Sağlık hizmetinde başat etken hekimdir. Cumhuriyetimizin ilk yıllarındaki sağlık alanında da olan büyük gelişmeler ve daha sonraki yenileşmelerde ikinci cihan harbi sebebiyle Almanya’dan kaçan ve ülkemize de gelen hekimlerin büyük katkısını unutmamamız gerekir.
Bunlardan Prof. Dr.Swartz ( Patoloji ) , Op.Dr. Nissan ( Genel Cerrahi ), Op.Dr.Lipman (Kadın
doğum ) Op.Dr.İgershimmer(Göz),Dr.Frank(İç Hastalıkları) gibi isimlerin her biri kendi alanlarında hem tıbbi uygulamaları ile hizmet üretmişler hem de hekimlik anlayışında ve hekimlerimizin daha iyi ve yeterli yetişmelerinde çok etkili olmuşlardır.1935 te İstanbul Üniversitesi Tıp Fakültesi’nde 20 yerli hocamızın yanında 19 göçle gelen hekim hocaların olduğu bilgisi konuyu yeterince anlatmaktadır.
Son yıllarda ise maalesef tersi bir durum gözlenmektedir.
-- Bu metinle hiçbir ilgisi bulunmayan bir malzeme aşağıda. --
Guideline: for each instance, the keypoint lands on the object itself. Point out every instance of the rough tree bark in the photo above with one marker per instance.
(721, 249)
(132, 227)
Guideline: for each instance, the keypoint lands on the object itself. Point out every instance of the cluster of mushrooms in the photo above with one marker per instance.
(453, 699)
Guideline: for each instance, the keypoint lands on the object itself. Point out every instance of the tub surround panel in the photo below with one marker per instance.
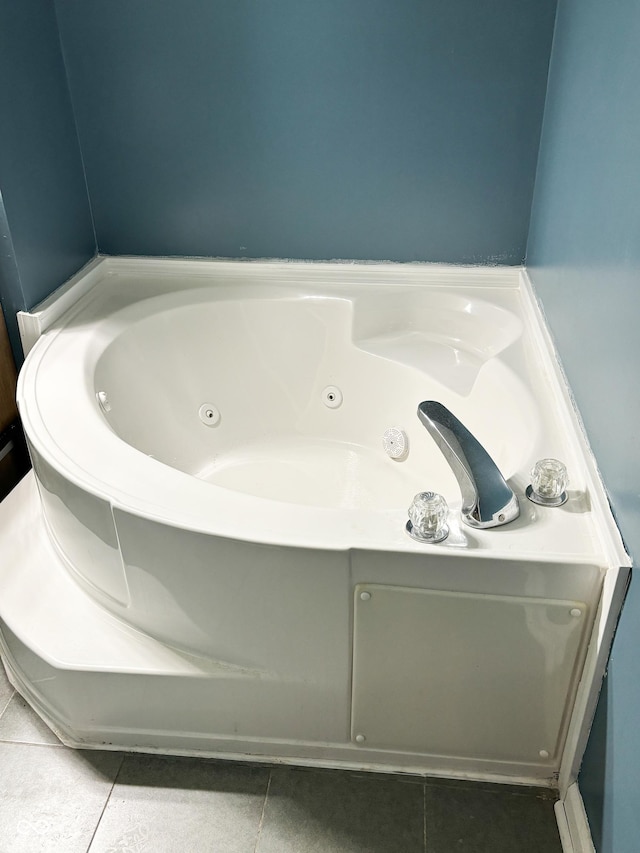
(358, 130)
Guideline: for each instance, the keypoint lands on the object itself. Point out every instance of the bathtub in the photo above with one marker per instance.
(210, 556)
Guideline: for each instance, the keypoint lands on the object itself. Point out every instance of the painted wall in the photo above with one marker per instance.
(46, 230)
(340, 129)
(584, 258)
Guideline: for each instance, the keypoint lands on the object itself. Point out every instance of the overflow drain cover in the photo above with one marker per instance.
(395, 443)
Sağlıkta şiddetin oluşturduğugüvensizlik, enflasyonun daha da belirginleştirdiği ekonomik olumsuzluklar, malpraktis konusunda hekimlik sorumluluğunu yeterince korumayan sonuçlar, uygulanan performans kriterlerindeki çarpıklıklar, serbest hekimliğin (Muayenehane) neredeyse yapılamaz hale gelmesi gibi durumlar hekimlerimizi yurt dışına gitmeye teşvik edici olmaktadır. 2012 de kendi özel mecburiyetleri sebebiyle 59 hekim yurt dışına giderken, 2021 de 1200, 2022 de 2685, 2023 ün ilk 6 ayında 1361 hekimimizin yurt dışına gidiş maksadıyla girişimde bulunduğu bilgisi konunun önemini göstermektedir. Bunun için bu alanda ve diğer alanlarda beyin ve insan göçünü durdurucu çalışmalar yapılmalıdır. Başta hekimlerimiz olmak üzere sağlık çalışanlarımızın çalışma şartlarında güven ve cazibe sağlayıcı yeni uygulamaların gecikmeden yapılması gerekmektedir. Bu konuda atılacak adımlar ile bu göç durdurulmalıdır. Gidenlerin de geri gelmesini ve ülkemizde hizmet vermelerine imkân sağlanmalıdır.
Mekân olarak binalarımızın yeni ve çok yeterli olması güven vericidir. Teknolojik imkânların çok yeni ve yeterli olması, hizmet alımlarında kolaylık sağlayıcıdır. Bunlara başta hekimlerimiz olmak üzere tüm sağlık çalışanlarımızın çalışma şartlarındaki iyileştirmelerin yapılması ise bu kurumlarımızın çok daha verimli olmasını sağlayacaktır.
Öncelikle sağlıklı olmanızı isterim. İhtiyacınız olduğunda ise güvenilir hekim ve sağlık çalışanlarımıza ulaşmanız ve imkânlarınızın olması dilerim.